At two in the morning one Saturday last November, I was pummeled awake by the worst eye pain I have ever felt. I fumbled to the bathroom to look at the culprit eye. It looked a little red, but nothing too concerning. I went back to bed, thinking it would be magically better when I woke up in a few hours. Though I’m a doctor with decent health insurance (and was working in the emergency room later that day, no less), the last thing I wanted to do was to actually interface with our healthcare system as a patient.
As daylight streamed through the window, not only did it feel like an ice scraper was grating across my eyeball as it did all night, now it felt as if I was being repeatedly punched in my right eye. Still hoping maybe it was simple conjunctivitis also known as “pink eye,” I pushed my contacts lenses in my eyes anyway and went to work.
Twenty-four hours later, the pain had exponentiated and I had retreated to a Vampire-esque existence. Examining my eye more closely, I spotted the miniscule white dot at the bottom of my right eye–and knew immediately I had a corneal ulcer. I called up my pharmacy right away for antibiotic eye drops. Then I started committing my number one pet peeve with my own patients: playing a frantic game of Internet medical detective. “Red eye and white spot,” “red eye contact lenses,” “corneal ulcer time to heal.”
As I trolled various discussion boards, with members’ stories warning of blindness and corneal transplants, I panicked and started calling around for an appointment. This must be what drives my patients into that full panic state when they come in the ER at three in the morning.
In 2015, experts estimate that 20 million more non-elderly Americans will be minted into newly-insured patients. But while much of the current debate surrounding the Affordable Care Act has been around the cumbersome website, the controversy of having to trade in one’s current health insurance, the true affordability of monthly premiums, and the potential low ratio of primary care physicians to new patients, there may also be other unforeseen issues. Namely, will these newly-insured patients be able to navigate this complicated—and still expensive—healthcare terrain? Even being a supposed “insider,” I had limited membership.

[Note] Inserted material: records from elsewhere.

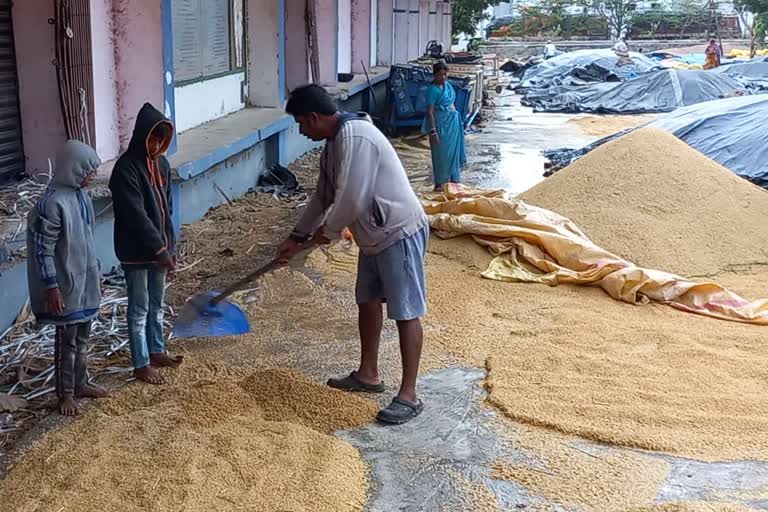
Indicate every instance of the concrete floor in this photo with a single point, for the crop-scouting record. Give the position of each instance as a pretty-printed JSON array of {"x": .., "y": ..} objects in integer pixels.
[
  {"x": 431, "y": 463},
  {"x": 507, "y": 152},
  {"x": 439, "y": 460}
]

Many phone calls later, plus several attempts at booking through an online site, as well as an erroneous visit to a laser eye clinic well-concealed as a comprehensive eye center, I was getting nowhere. Surrendering, I finally called the cornea specialists at the academic hospital where I worked and explained how I was a physician there and needed to be seen immediately.
I know how lucky I am to be a patient who happens to also work in the healthcare system. I was able to diagnose myself, start treatment on my own, and get squeezed into an appointment when everywhere was booked. But in many ways, I certainly felt more like an outsider. Even after starting treatment and seeing a top eye specialist, it still wasn’t easy or cheap. Initially, I had to use antibiotic drops every hour. But my insurance would only cover one three-milliliter bottle every three weeks. Each bottle not covered by insurance cost me $130. I was also supposed to see the eye doctor daily in the beginning, then weekly. Each visit cost me $35. Between the appointments and the medication, by the time I was finally labeled “cured,” I had spent nearly $800 in out-of-pocket expenses for a relatively small health issue.
My own experience makes me fear that for many Americans, health insurance may not necessarily equal health care. Access and cost will still remain barriers—and can be difficult to surmount for many. The pioneering Oregon Health Insurance Experiment, which is the first time the impact of Medicaid has been evaluated using the gold standard of a randomized controlled design, may foreshadow many of these hurdles to come once the ACA is fully implemented.